1

I'll start by saying: I know this is a question that gets asked a lot. I've read the other answers, and have ruled out:

I'm not using += for the assignment;

I've tried explicitly assigning each variable within the function to ensure they're not empty, in case the other work the function does fails;

They're not global variables, and I don't want them to be - they're just internal variables that I use to work out what I'm eventually returning.

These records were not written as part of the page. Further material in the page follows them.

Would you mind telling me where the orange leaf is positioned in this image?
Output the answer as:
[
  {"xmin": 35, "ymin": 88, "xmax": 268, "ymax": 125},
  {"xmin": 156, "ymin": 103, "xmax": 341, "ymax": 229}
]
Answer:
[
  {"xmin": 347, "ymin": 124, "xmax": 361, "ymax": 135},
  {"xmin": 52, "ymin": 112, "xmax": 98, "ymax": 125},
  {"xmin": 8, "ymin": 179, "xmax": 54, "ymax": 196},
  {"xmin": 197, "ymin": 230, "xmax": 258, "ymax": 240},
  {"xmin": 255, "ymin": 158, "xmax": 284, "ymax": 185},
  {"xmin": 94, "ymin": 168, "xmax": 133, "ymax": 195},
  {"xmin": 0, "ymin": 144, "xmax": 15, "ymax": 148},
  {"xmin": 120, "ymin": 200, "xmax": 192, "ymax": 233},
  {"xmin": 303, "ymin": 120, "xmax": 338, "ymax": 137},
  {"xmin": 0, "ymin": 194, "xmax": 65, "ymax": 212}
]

    ##  Gets the data from external website - refreshes whenever the programme is called. 
## Urllib2 required module 
##  csv to make life easier handling the data 

import urllib2
import csv
import sys  
import math
# import sqlite3    #don't need this just now, will probably run Django with MySQL when it comes to it
# import MySQLdb Likewise, don't need this just now. 
#python3
import atexit
from time import time
from datetime import timedelta

def secondsToStr(t):
    return str(timedelta(seconds=t))

line = "="*40
def log(s, elapsed=None):
    print(line)
    print(secondsToStr(time()), '-', s)
    if elapsed:
        print("Elapsed time:", elapsed)
    print(line)
    print()

def endlog():
    end = time()
    elapsed = end-start
    log("End Program", secondsToStr(elapsed))

def now():
    return secondsToStr(time())

start = time()
atexit.register(endlog)
log("Start Program")
def open_external_source():
    # Checks if the core file's been modified since the last time we used it - if it hasn't, then we skip all of the file reading stuff. 
    #need to change this to just pull the headers the first time.  
    master_data_file = urllib2.urlopen("http://www.football-data.co.uk/mmz4281/1213/E0.csv", "GET")
    print master_data_file
    headers = master_data_file.info()
    last_mod = headers["last-modified"]
    settings = open ("settings.csv","r+")
    historic_last_mod = settings.readline() #this only works when the setting is a 1 line file
    print "Local file version: " + historic_last_mod 
    print "Server file version: " +last_mod
    if last_mod == historic_last_mod :
        print "It's the same, file not loaded"
        return true
    else : 
        return false
    settings.close()

#the if statement's commented out because it was messing up the variables into the function
#if open_external_source == False:
master_data_file = urllib2.urlopen("http://www.football-data.co.uk/mmz4281/1213/E0.csv", "GET")
data = list(tuple(rec) for rec in csv.reader(master_data_file, delimiter=','))
print len(data)
print "printing full file"
print data
league_list = ["Arsenal", "Chelsea", "Liverpool", "Man City", "Man United", "Newcastle", "Newcastle", "Norwich","Reading","Southampton", "Stoke", "Sunderland", "Swansea", "Tottenham", "West Brom", "West Ham", "Wigan"]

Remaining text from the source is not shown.